Changes in ribosome function by cAMP-dependent and cAMP-independent phosphorylation of ribosomal protein S6.

Abstract

Alterations in ribosomal function were examined following phosphorylation of 40 S ribosomal subunits by the cAMP-dependent protein kinase and two cAMP-independent protein kinases, protease-activated kinases I and II. The cAMP-dependent protein kinase incorporated 2.0 mol of phosphate/mol of 40 S ribosomal subunits; ribosomal protein S6 was the sole phosphate acceptor. Phosphorylation of 40 S ribosomal subunits by the cAMP-dependent protein kinase inhibited the binding of AUG by 41% and poly(A,U,G) by 25% when compared with nonphosphorylated 40 S ribosomal subunits. In addition, phosphorylation of 40 S ribosomal subunits by the cAMP-dependent protein kinase inhibited translation of poly(A,U,G) by 30% in a reconstituted protein-synthesizing system.
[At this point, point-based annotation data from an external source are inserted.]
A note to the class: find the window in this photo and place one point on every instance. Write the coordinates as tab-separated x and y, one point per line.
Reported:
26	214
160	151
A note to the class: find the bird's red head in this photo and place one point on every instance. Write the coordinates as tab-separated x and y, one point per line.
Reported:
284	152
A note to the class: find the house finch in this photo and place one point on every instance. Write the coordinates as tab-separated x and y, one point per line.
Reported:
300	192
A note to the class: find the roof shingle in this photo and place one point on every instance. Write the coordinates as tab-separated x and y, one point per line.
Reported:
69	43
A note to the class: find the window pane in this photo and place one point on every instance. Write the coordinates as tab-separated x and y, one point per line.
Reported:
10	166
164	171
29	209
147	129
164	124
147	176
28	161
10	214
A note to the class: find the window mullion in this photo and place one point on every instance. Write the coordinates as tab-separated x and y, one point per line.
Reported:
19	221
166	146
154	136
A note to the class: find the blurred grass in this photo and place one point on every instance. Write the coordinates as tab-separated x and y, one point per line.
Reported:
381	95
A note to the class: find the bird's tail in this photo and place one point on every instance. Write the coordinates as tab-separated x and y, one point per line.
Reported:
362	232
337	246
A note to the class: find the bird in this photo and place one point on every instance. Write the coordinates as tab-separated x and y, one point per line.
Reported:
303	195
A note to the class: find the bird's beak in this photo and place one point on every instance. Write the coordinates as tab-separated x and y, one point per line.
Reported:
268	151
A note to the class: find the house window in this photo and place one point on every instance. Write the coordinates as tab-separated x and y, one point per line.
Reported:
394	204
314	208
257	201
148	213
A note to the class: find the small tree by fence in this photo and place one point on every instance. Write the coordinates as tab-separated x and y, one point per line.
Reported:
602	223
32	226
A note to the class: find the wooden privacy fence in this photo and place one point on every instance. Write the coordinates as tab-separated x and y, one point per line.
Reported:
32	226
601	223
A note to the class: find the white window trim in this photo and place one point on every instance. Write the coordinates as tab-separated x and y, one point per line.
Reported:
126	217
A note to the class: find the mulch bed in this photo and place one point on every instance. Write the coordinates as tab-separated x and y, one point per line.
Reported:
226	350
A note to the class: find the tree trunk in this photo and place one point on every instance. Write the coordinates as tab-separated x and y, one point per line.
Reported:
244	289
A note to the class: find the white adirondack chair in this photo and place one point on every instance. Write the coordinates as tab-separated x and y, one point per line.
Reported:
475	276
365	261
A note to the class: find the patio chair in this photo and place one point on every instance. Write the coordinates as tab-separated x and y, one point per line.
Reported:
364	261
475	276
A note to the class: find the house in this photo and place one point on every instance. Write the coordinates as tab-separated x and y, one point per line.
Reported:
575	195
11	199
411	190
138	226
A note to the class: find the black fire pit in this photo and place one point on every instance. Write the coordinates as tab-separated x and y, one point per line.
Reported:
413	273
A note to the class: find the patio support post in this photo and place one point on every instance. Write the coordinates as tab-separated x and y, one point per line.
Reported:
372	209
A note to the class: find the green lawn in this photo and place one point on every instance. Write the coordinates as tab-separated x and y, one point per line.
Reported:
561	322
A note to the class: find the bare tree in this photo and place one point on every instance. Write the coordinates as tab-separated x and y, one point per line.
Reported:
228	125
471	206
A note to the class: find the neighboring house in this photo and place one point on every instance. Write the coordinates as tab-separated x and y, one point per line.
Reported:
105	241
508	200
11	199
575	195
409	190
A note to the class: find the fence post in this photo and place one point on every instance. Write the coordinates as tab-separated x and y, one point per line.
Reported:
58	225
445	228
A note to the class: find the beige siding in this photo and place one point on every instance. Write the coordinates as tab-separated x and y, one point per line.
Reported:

Protease-activated kinase II incorporated an average of 2.5 mol of phosphate/mol of 40 S ribosomal subunits which was distributed in equimolar amounts in derivatives of S6 containing one to four phosphates. Phosphorylation of 40 S ribosomal subunits by protease-activated kinase II increased the binding of AUG and poly(A,U,G) by 26 and 42%, respectively. Poly(A,U,G)-directed translation was stimulated 15% over that observed with nonphosphorylated ribosomes and 45% over that observed with ribosomes phosphorylated by the cAMP-dependent protein kinase. Protease-activated kinase I incorporated 1.0 mol of phosphate/mol of 40 S ribosomal subunits into ribosomal protein S10. Phosphorylation of 40 S ribosomal subunits by protease-activated kinase I did not alter the binding of AUG or poly(A,U,G). The effects of phosphorylation of 40 S ribosomal subunits by protease-activated kinase I on protein synthesis could not be examined due to the rapid release of phosphate from S10 in the reconstituted translation system.